Probeer vooruit te kijken. Soms is het goed terug te blikken op het verleden, maar soms is het net belangrijk dat los te kunnen laten. Wat vroeger werkte, werkt nu niet altijd meer.
Even stilstaan en nagaan of je wel goed bezig bent, is geen overbodige luxe in een ouderwerking. Is hier geen tijd voor? Maak dan tijd, want ‘geen tijd hebben’ is een kwestie van prioriteiten stellen. Terugblikken kan gebeuren door een werkgroepje dat 1x per jaar samenkomt.
De Engelse onderzoekster Gaskin formuleerde 8 aanbevelingen voor verenigingen. Check je of de ouderwerking ‘FLEXIVOL’ is?
- Flexibility – flexibiliteit: flexibel in tijd en in taak, zonder het kader te verliezen. Zoals vliegtuigen kunnen afwijken van hun route maar wel binnen de grenzen van de ‘corridor’ moeten blijven, zo is er ook een kader nodig voor de vrijwilligers.
- Legitimacy – legitimiteit, imago: welke beeld hebben ouders over de ouderwerking?
- Ease of acces – eenvoudig toegankelijk, open staan voor iedereen: is iedereen welkom? Zijn alle ideeën welkom?
- Xperiment – experiment: krijgen mensen de ruimte om te experimenteren? Is het doorbreken van tradities bespreekbaar?
- Incentives – stimulansen, prikkels: hoe kunnen we iemand prikkelen om open te staan voor de ouderwerking? Motiveren door waardering te geven is een immateriële beloning en veel krachtiger dan een materiële beloning.
- Variation – variatie: is de ouderwerking in beweging? Is er mogelijkheid tot verandering?
- Organisation – organisatie: verloopt de organisatie vlot? Praten we niet alleen over wat er beter moet, maar doen we er ook iets aan?
- Laughs – lachen, ontspanning: laat mensen met een positief gevoel naar huis gaan.
Evalueren komt ook aan bod bij het opstellen van een jaarplanning:
- Wat willen we samen doen dit jaar?
- Wat willen we samen even niet doen dit jaar?
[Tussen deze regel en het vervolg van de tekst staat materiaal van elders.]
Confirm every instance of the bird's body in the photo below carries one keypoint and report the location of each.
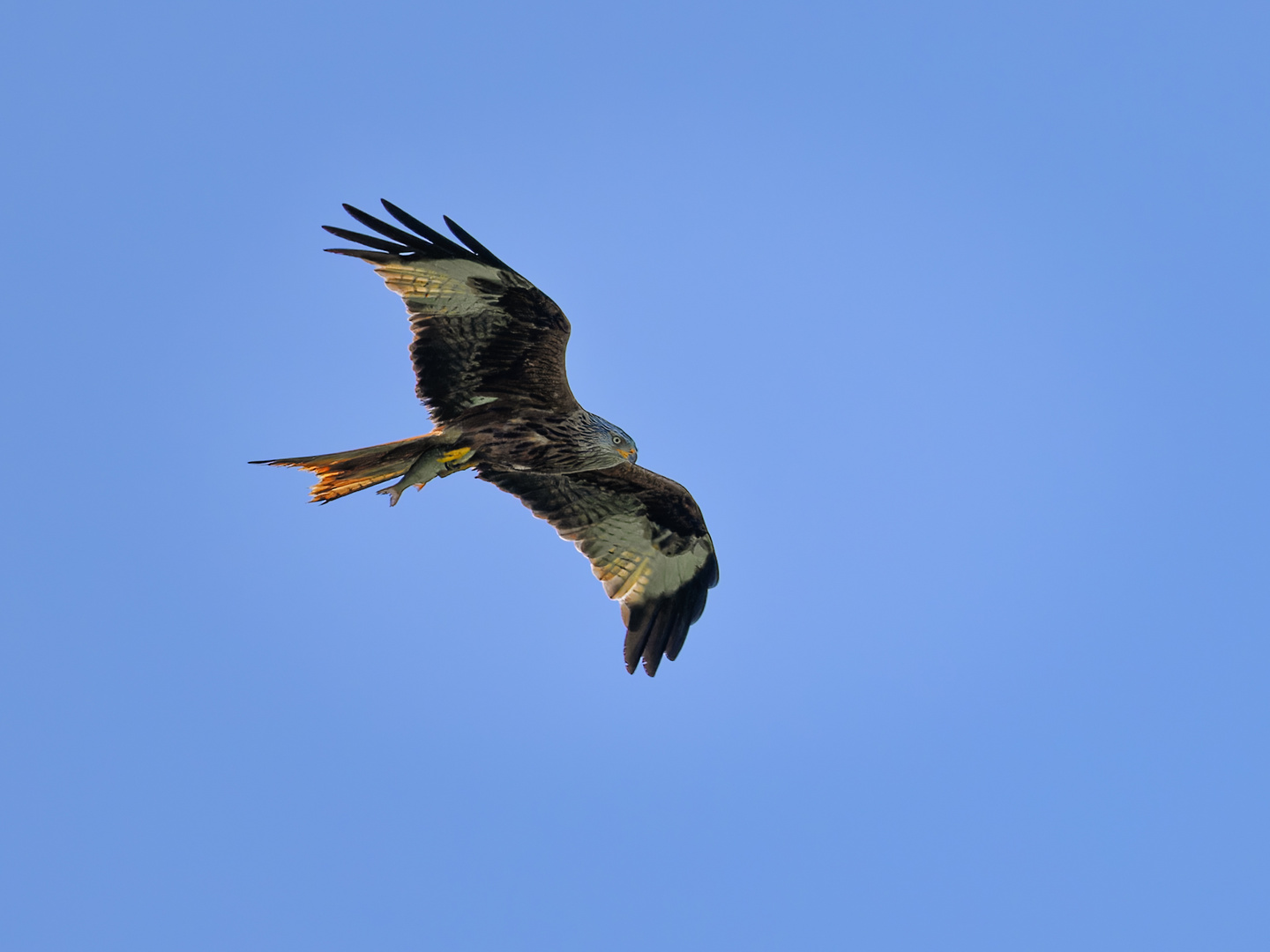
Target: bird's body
(489, 362)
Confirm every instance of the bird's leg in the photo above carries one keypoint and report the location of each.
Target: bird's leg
(438, 461)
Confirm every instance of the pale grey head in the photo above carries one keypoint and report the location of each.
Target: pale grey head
(609, 444)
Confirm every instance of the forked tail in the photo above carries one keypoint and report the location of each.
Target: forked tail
(340, 473)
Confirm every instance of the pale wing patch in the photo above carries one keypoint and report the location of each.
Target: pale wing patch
(623, 556)
(439, 286)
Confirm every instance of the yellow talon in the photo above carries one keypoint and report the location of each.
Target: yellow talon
(455, 456)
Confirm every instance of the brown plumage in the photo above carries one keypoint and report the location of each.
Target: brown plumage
(489, 361)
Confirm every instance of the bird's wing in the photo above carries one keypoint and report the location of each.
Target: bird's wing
(646, 539)
(482, 334)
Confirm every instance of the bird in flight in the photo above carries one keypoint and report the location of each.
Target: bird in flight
(488, 357)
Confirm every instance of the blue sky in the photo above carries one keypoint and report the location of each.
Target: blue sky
(952, 316)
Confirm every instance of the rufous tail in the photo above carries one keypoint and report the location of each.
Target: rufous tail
(354, 470)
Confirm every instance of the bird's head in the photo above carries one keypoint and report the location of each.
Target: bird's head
(614, 442)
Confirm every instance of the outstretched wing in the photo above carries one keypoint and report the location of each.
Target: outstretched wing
(646, 539)
(482, 334)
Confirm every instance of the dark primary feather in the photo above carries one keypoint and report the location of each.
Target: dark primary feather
(432, 234)
(484, 337)
(630, 510)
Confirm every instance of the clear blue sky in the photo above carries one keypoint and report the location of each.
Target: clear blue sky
(952, 317)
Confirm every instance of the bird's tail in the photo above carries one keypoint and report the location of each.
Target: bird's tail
(419, 457)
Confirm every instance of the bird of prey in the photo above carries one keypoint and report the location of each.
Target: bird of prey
(488, 357)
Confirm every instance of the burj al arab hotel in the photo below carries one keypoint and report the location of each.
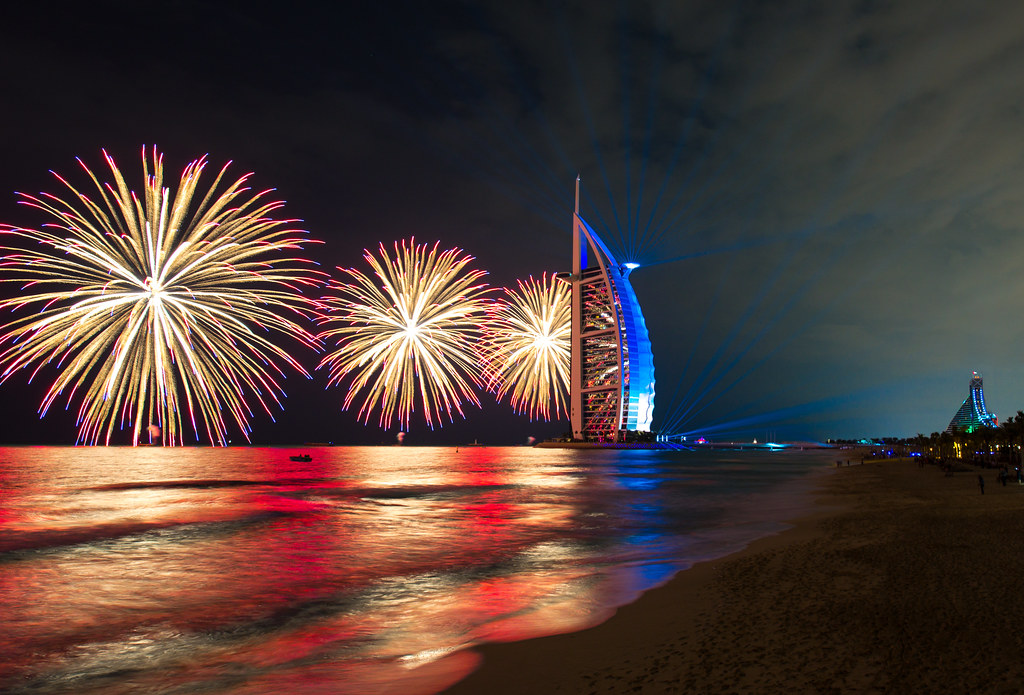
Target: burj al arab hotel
(611, 375)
- Wat willen we samen niet meer doen?
- Willen we eens iets nieuws doen dit jaar? Wat dan wel?
Iemand die misnoegd je vereniging verlaat, is ‘slechte reclame’. Het heeft grote gevolgen voor de reputatie en aantrekkingskracht naar nieuwe leden. Probeer conflicten uit te klaren zodat niemand stopt uit onvrede. Duidelijke afspraken vooraf zijn al meteen een goede start.
‘Exiten’ na een vergadering of activiteit is net zo belangrijk als de mensen welkom heten. Even checken wat ze ervan vonden, een behouden thuiskomt wensen, maar ook bijv. vragen hoe het gaat met man- of vrouwlief na een ongeluk of ziekte. Het zijn deze kleinigheden die maken dat mensen zich welkom en gewaardeerd voelen. Vraag na afloop liever: ‘Ben je blij dat je gekomen bent?’ i.p.v. ‘Wat heb je gemist?’.